First read rating: 4 stars
Original review, 10/6/11:
I liked this. Joss wasn't my favorite from the Vlad books, but I liked him well enough to enjoy this. Although his personality seems slightly different than in the Vlad books, and sometimes it seems like the author's forcing him into this Slayer loyalty that it doesn't really seem like he feels. This book really sets up the Slayer Society as something with supposedly good intentions, but a pretty ruthless group in their own right, and I can really see why Joss would leave them later on. I saw somewhere that the author says this book is darker than any of the others, and it certainly is bloodier than the Vlad books, somewhat ironically.
I really enjoyed the reveal about Sirus at the end, and I very much hope that he's not really dead, as the story really leads us to like him. Given the off-screen death and lack of a body, though, I suspect Sirus will show up again. I look forward to seeing what happens with that, and also how Kat will figure into the story from here on.

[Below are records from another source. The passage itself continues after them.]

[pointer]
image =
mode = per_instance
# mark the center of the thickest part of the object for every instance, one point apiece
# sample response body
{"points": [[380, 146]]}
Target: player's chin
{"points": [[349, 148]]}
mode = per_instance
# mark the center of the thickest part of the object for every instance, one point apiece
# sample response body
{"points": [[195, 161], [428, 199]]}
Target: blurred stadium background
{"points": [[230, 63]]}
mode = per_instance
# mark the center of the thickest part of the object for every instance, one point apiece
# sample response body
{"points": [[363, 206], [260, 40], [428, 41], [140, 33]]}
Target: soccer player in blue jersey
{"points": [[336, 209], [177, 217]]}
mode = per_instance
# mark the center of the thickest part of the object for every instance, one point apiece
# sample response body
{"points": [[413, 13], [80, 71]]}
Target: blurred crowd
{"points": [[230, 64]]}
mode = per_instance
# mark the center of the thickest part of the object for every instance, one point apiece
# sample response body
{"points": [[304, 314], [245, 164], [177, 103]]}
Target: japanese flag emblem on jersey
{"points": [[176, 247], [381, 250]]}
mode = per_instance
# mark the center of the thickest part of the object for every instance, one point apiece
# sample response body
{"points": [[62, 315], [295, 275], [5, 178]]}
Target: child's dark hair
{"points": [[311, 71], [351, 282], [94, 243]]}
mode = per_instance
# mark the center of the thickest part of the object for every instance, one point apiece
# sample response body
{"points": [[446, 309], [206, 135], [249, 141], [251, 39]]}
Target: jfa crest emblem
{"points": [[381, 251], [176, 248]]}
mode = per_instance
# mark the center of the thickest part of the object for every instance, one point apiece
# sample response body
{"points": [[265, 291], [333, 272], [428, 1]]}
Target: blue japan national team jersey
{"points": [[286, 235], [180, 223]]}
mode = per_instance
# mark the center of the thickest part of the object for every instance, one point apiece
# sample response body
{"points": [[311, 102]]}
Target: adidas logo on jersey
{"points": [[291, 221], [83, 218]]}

I feel like this story doesn't quite fit perfectly with the Vlad books. In the Vlad books, the first time we find out what Joss is, he seems like a very confident, experienced Slayer, like he's been doing it for years. But according to this, he'd only have just gone through basic training for a couple months the summer before, and probably hadn't killed any vampires since then. And even during training, he'd never taken a vampire in a solo fight (except for that last right before the explosion, but I don't even know if that should really count). Also, he tells Vlad, "I'm a Slayer. I think I'd know a vampire if I saw one" (or something like that), which doesn't make much sense if, as we see in this book, he'd already been duped so thoroughly before. That would have left an impression on him, so even disregarding the untruth of the statement, he wouldn't have said it with such a seemingly cavalier attitude. Also, in this book, we never see him getting any training on how to identify a vampire (or, really, how to fight one and how that's different from fighting a human), which seems weird since this book is all about him training to be a Slayer.

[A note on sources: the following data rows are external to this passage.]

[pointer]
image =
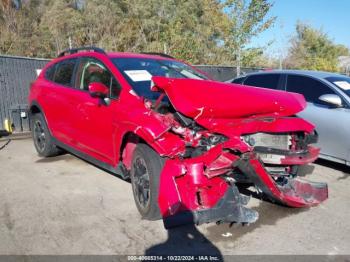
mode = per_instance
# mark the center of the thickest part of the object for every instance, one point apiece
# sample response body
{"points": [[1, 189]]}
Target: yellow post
{"points": [[8, 125]]}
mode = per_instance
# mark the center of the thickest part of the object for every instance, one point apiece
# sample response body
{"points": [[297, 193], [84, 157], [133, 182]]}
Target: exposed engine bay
{"points": [[212, 143]]}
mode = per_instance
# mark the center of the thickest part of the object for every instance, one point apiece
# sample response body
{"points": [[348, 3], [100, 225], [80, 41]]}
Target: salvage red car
{"points": [[183, 140]]}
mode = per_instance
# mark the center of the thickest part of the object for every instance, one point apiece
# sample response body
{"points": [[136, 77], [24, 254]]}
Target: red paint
{"points": [[79, 120]]}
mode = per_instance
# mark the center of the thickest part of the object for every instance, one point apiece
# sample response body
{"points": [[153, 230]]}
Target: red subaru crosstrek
{"points": [[185, 141]]}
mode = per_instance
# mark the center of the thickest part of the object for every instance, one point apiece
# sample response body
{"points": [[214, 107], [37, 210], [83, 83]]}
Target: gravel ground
{"points": [[63, 205]]}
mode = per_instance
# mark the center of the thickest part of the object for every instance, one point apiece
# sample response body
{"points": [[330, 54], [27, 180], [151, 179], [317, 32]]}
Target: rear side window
{"points": [[311, 88], [265, 81], [64, 72], [50, 73]]}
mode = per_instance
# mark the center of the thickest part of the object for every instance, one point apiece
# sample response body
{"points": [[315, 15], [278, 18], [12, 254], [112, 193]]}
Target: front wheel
{"points": [[43, 141], [145, 175]]}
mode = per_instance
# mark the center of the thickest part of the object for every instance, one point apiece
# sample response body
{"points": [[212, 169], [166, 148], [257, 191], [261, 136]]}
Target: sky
{"points": [[332, 16]]}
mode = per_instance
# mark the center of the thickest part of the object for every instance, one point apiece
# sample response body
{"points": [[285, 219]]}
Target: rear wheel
{"points": [[43, 141], [145, 173]]}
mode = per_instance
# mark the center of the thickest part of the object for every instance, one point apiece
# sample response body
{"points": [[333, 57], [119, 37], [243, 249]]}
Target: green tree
{"points": [[313, 49], [247, 19]]}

*Update: 2/27/14 I tried re-reading this book, and I really liked it a lot less. Actually, I got less than 70 pages in before I gave up and skimmed the rest. I realized that the only character I even like very much is Sirus, and I don't like how he's treated in the story. There's a lot of actions that people take that don't make any sense and seem to be there only to purposelessly make Joss's life harder (even Joss's own actions sometimes). And it should be tighter and shorter than it is.